The main attractions to the private sector of such a joint venture vehicle are the ability to use public assets to leverage in finance and to secure a long term development bank.  The main attractions to the public sector are the retention of long term involvement and control in the delivery of regeneration and housing on a "side by side" basis, and the retention of profit derived from public assets which can be recycled into future projects.

Some authorities voice concern about putting their land assets into a joint venture vehicle at the bottom of the market; others are concerned that the private housing market may not yet be strong enough to leverage in development finance.  

However, the long term nature of the projects ensure that the public authority will share in the increased value of public assets, and banks and investment companies can recognise the growth potential by securing land within the vehicle at this juncture of the cycle, particularly given the prospect of a shortage of supply in housing stock for some considerable time into the future.  The joint venture partner could be a housing association, the HCA or a developer/contractor.  

The current economic climate has also given rise to the prospect of institutional investors, such as Aviva, Legal & General or other long term investment funds, coming on board as the joint venture partner, and some funds have already shown an interest in investing in long term "affordable" rented housing for the 25 to 35 year age group who do not qualify for social housing but cannot afford a mortgage.  Having an institutional investor within the joint venture vehicle would allow the public sector to benefit from not only the long term investment return, but also the management expertise of the institutional investment partner.  If debt finance continues to be restricted, the public sector should perhaps look to equity markets as a possible source of development finance, and the government backed guarantee offered by public bodies must be attractive to such institutions.
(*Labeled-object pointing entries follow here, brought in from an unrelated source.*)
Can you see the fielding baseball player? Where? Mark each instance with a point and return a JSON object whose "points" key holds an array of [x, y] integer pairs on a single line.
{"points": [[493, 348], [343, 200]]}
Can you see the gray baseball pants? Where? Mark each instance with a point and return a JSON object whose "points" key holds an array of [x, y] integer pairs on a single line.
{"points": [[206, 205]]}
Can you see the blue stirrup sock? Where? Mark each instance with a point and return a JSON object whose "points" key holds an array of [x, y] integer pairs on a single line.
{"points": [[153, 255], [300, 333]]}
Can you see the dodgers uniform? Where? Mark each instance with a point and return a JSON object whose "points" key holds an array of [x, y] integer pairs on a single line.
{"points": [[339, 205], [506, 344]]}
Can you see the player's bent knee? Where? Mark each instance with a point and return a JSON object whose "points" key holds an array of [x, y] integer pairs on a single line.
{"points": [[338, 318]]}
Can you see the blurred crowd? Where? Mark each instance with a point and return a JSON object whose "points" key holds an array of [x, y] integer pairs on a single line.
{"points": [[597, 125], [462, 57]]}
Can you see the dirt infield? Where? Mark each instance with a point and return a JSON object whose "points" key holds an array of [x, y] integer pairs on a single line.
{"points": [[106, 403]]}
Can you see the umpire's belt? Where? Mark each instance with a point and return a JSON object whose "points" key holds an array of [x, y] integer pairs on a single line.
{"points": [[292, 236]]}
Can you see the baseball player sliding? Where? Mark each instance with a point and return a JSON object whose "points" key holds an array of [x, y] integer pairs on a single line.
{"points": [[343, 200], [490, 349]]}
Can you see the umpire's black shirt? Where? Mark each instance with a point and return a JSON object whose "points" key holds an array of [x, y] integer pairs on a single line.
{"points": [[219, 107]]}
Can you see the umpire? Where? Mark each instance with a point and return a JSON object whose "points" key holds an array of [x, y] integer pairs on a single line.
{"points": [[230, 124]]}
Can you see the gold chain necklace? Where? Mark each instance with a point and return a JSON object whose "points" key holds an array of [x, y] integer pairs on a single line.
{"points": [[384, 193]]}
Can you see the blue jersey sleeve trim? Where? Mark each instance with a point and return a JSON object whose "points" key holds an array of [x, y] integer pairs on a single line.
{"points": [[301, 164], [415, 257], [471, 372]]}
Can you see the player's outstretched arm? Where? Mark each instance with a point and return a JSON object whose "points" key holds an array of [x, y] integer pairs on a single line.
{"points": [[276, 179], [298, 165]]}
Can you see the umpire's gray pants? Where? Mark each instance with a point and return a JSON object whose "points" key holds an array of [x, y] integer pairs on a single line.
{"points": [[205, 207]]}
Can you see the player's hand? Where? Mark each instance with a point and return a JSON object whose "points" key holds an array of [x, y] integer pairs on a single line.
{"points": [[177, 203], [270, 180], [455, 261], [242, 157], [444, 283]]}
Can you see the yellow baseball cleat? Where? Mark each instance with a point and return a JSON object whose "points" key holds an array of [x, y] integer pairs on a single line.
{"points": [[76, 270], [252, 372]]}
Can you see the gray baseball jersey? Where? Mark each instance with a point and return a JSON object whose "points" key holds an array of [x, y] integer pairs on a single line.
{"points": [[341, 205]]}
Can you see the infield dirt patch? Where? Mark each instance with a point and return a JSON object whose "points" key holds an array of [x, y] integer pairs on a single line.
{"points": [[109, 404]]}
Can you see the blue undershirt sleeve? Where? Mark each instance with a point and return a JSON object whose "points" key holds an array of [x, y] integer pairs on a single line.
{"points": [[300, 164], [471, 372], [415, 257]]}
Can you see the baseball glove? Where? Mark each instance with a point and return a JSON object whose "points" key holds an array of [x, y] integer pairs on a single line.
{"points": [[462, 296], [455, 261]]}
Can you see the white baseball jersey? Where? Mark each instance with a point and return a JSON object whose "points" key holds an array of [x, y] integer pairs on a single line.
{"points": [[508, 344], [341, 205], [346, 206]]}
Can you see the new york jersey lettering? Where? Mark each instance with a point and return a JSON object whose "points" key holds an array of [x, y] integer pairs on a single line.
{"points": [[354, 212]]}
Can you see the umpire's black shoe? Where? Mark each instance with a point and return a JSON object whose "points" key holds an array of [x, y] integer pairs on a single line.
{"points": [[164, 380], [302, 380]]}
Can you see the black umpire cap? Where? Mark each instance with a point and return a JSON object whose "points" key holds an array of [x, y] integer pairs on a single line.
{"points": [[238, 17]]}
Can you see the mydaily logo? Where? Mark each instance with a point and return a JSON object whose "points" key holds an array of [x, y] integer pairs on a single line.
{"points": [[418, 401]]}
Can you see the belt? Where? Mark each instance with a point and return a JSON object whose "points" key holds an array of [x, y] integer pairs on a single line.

For smaller authorities without a pipeline of land opportunities, structuring long term development arrangements via development agreements and side by side leases remains a perfectly workable option, although care must be taken when procuring the works and services of the private sector so as not to fall foul of the Public Procurement Regulations.

Help is at hand here though through the HCA Delivery Panel, which comprises the majority of the national housebuilders (Persimmon, Barratt, Countryside, Taylor Wimpey, Galliford Try) and contractors.  If the public sector signs up to a partnering agreement with the HCA, it can select a member of the Delivery Panel, who has already been selected by an EU compliant process, and this allows the public sector partner to avoid spending time and resource in repeating the exercise.

These more traditional methods do not however have the attractions or the benefits of long term strategic partnerships with the private sector, working side by side on the board of the JV vehicle, taking a joint and holistic approach to balancing financial, social, physical and economic considerations.

Helen Meyler is a partner at Davies Arnold Cooper.